Ukraine's 6.385% euro bonds due 2012 were holding in at 93¼ bid, 94¼ offered. The notes came in a $500 million issue, at par, in June 2007.

In addition, the 6.58% bonds due November 2016 were 83½ bid, 84½ offered. Those notes came in a $1 billion issue, which priced at par in November 2006.

"Ukraine is largely unchanged on the week while everything else is under pressure," the trader said, adding that because of the impending election, investors perceive them to be cheap.

"Ukraine's typically chaotic, so they expect no change to that," the trader said. "That may all change if some disaster comes out of the poll."

Ukraine five-year CDS also held in amid widening seen elsewhere in the emerging markets space.

The CDS were 920 basis points mid heading into the European close, according to a market source, 22 bps tighter on the day.

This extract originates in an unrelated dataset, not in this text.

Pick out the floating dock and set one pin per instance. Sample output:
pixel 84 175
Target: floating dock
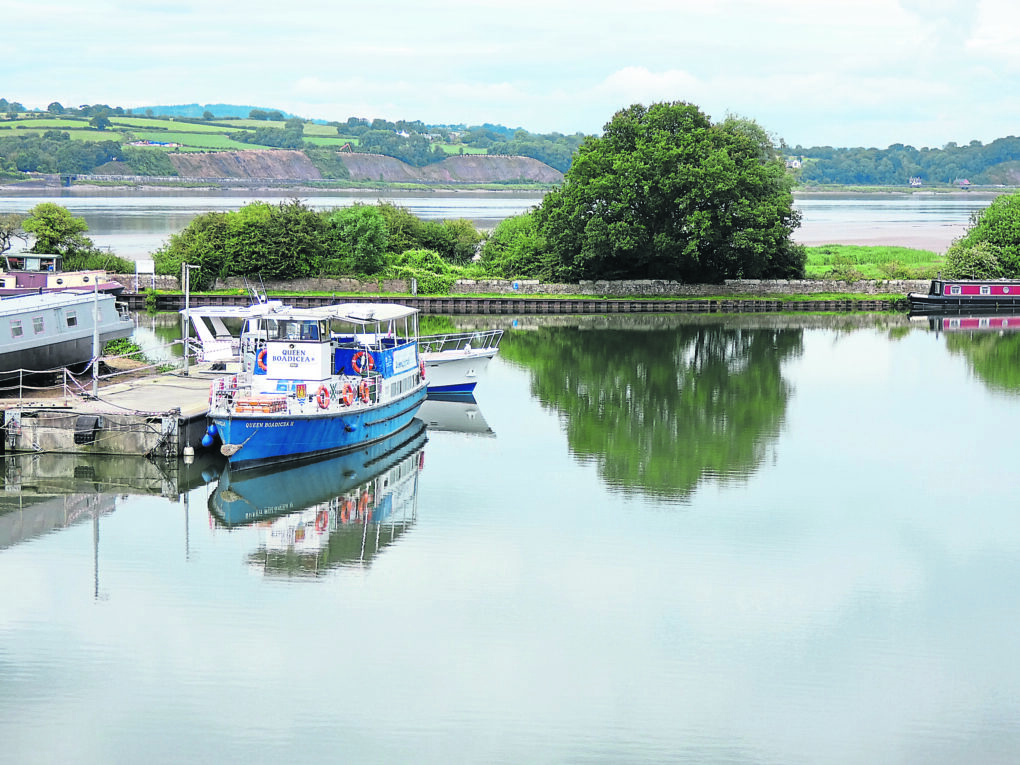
pixel 120 419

Brazil five-year CDS, on the other hand, were headed out 2 bps wider, at 131 bps mid.

Russia five-year CDS were 4.5 bps wider at 174 bps mid.

Cikarang plays to $1.6 billion book

In Friday's primary market, Indonesia's Listrindo Capital BV (PT Cikarang Listrindo) priced a $300 million issue of 9¼% five-year senior notes (Ba2/BB) at 99.106 to yield 9½%.

The yield printed 12.5 bps through the 9¾% area price talk.

Barclays Bank plc and Credit Suisse Securities were joint bookrunners.

Proceeds will be used to repay bank debt, as well as to fund the company's capacity expansion program and for general corporate purposes.

The deal played to a $1.6 billion order book, according to an informed source, who added that allocations were tough.

In the secondary market the new Cikarang 9¼% notes due 2015 were 101½ bid, versus the 99.106 issue price, the source added.

Minerva tight to revised talk

Meanwhile, Brazil's Minerva Overseas II Ltd. priced a $250 million issue of 10 7/8% 10-year senior fixed-rate notes (B3/B-/B) at 98.131 to yield 11.2%.

The yield printed tight to revised price talk of 11¼%. Initial price talk was in the 11½% area.

Goldman Sachs & Co. and BB Securities were joint bookrunners.

Proceeds will be used to refinance debt.